Time limit on certain applications

193.(1) This section applies to an application for an order declaring void—

(a) a meeting of the committee for the body corporate, or a general meeting of the body corporate; or

(b) a resolution of the committee or body corporate; or

(c) the election of an executive or other member of the committee.

(2) The application must be made within 3 months after—

(a) if subsection (1)(a) applies—the meeting; or

(b) if subsection (1)(b) applies—the meeting at which the resolution was passed or purported to be passed; or

(c) if subsection (1)(c) applies—the meeting at which the executive or other member was elected.

(3) However, if the making of the application does not comply with

subsection (2)—

(a) the commissioner must deal with the application (including making a case management recommendation for the application) as if the making of the application complied with subsection (2); and

(b) an adjudicator to whom the application is referred for specialist or department adjudication may, for good reason, waive the non-compliance.


It will be noted that an application to invalidate a general meeting or resolution of a general meeting must be brought within three months of the meeting unless an adjudicator waives compliance for good reason. The question that arises is what circumstances come within the ambit of good reason. In the appeal of Weeks v. Commissioner for Body Corporate (Maroochydore District Court Appeal 13/99) Judge Dodds made the following statement about section 193 at pages 4 and 5 of the judgment:

... the objects of the Act, for instance section 5(a) and (h) militate against too strict or legalistic a view about good reason for waiving non-compliance with the time limit. What will be required is a balancing of the length of the delay; the reason for the non-compliance; the effect of delay on others who are affected by the matter in dispute and importantly, whether apart from the question of non-compliance with the time requirement, an applicant will be entitled to the relief sought. The applicant, being the person seeking a waiver, will have the task overall of satisfying the adjudicator that the time limit should be waived in all the circumstances.”
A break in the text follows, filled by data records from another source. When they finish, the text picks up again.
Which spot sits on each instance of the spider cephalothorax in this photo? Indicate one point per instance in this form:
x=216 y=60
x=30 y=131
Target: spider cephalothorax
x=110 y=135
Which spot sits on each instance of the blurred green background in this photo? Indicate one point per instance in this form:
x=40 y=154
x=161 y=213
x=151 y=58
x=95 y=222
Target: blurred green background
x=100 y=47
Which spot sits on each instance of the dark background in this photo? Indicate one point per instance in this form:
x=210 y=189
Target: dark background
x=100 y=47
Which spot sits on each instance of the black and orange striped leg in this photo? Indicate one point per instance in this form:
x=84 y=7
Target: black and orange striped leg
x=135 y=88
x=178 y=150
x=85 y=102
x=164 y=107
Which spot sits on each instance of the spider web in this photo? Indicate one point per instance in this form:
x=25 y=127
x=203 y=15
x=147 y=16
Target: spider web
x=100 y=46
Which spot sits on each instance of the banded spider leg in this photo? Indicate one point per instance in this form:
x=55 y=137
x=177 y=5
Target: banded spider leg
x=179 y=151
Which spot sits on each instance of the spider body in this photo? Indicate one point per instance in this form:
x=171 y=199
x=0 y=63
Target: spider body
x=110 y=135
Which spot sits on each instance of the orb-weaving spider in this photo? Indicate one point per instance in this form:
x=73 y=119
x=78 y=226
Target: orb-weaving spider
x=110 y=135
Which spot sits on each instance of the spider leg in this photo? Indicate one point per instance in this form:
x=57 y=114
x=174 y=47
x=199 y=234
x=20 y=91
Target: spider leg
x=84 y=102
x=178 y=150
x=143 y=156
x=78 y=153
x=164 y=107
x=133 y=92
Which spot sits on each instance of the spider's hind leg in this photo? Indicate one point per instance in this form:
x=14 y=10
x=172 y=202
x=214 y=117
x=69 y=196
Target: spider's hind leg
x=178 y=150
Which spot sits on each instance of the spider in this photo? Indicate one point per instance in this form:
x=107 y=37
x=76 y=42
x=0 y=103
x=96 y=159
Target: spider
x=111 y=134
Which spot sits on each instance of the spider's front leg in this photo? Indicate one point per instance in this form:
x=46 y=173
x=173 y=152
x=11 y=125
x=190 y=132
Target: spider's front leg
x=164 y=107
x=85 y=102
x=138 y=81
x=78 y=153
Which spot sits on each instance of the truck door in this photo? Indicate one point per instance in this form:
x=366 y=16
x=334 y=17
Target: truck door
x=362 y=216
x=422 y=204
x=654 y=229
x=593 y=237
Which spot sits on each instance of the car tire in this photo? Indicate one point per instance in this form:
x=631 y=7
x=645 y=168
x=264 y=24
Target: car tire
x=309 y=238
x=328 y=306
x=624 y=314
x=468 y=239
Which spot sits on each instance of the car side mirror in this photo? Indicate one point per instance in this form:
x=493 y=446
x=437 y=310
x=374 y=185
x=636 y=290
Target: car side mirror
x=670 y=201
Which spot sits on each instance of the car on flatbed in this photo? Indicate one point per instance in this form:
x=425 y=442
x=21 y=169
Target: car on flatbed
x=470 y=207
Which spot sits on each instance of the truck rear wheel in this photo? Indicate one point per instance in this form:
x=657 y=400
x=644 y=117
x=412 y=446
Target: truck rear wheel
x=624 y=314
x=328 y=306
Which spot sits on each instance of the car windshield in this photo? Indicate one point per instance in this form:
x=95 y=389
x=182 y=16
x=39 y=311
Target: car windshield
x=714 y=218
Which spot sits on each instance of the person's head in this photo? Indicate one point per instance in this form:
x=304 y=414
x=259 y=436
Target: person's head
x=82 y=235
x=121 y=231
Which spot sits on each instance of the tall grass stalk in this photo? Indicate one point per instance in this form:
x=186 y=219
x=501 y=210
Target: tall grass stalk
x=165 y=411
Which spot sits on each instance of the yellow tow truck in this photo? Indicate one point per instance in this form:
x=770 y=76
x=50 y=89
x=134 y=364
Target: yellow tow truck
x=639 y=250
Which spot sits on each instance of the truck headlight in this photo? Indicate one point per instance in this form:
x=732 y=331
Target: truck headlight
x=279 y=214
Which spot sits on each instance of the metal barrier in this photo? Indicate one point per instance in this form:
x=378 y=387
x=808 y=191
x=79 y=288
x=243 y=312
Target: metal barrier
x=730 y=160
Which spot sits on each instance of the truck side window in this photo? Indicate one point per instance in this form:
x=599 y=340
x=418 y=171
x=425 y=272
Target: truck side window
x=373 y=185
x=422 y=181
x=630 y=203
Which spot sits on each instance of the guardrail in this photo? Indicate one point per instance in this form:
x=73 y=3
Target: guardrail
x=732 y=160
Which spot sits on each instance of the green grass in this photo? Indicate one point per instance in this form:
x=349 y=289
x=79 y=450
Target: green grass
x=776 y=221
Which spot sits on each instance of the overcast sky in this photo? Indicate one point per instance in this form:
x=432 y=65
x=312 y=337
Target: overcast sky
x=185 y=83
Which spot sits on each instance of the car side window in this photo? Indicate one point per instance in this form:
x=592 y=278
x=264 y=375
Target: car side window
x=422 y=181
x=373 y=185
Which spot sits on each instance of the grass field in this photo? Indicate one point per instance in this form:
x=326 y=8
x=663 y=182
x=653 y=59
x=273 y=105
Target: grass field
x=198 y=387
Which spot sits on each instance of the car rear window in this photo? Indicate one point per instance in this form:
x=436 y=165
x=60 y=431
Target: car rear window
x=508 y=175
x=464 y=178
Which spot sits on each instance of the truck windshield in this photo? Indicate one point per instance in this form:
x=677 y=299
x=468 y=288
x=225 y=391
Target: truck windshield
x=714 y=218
The factors I take into account in assessing this matter are as follows. The delay has not been substantially long. It has been approximately two months. A letter was forwarded from solicitors for the applicants to the Body Corporate dated 29 June 1999 in which the issues raised in this application were thoroughly canvassed and undertakings regrading the two relevant motions were sought. The Body Corporate Manager replied by letter dated 1 July 1999 after the matter had been considered by the Committee. The Manager stated in part that “The committee is not authorising any further payments to Hickey Lawyers.” I am informed that the Committee specifically resolved on 29 October 1999 to withhold payment of the $15,716.60 amount until this application has been determined. It is clear from the correspondence that the applicants have been pursuing this matter for some time to the knowledge of the Body Corporate. It is not the case that the matters pertaining to this application have been brought to the attention of the Body Corporate for the first time more than three months after the general meeting. I find that the application does raise genuine and important issues about the consequences of failing to comply with the Act and Body Corporate and Community Management (Standard Module) Regulation 1997 (the Regulation). In light of the above, I waive compliance with the requirement to comply with section 193 of the Act. I will now consider the substance of the application.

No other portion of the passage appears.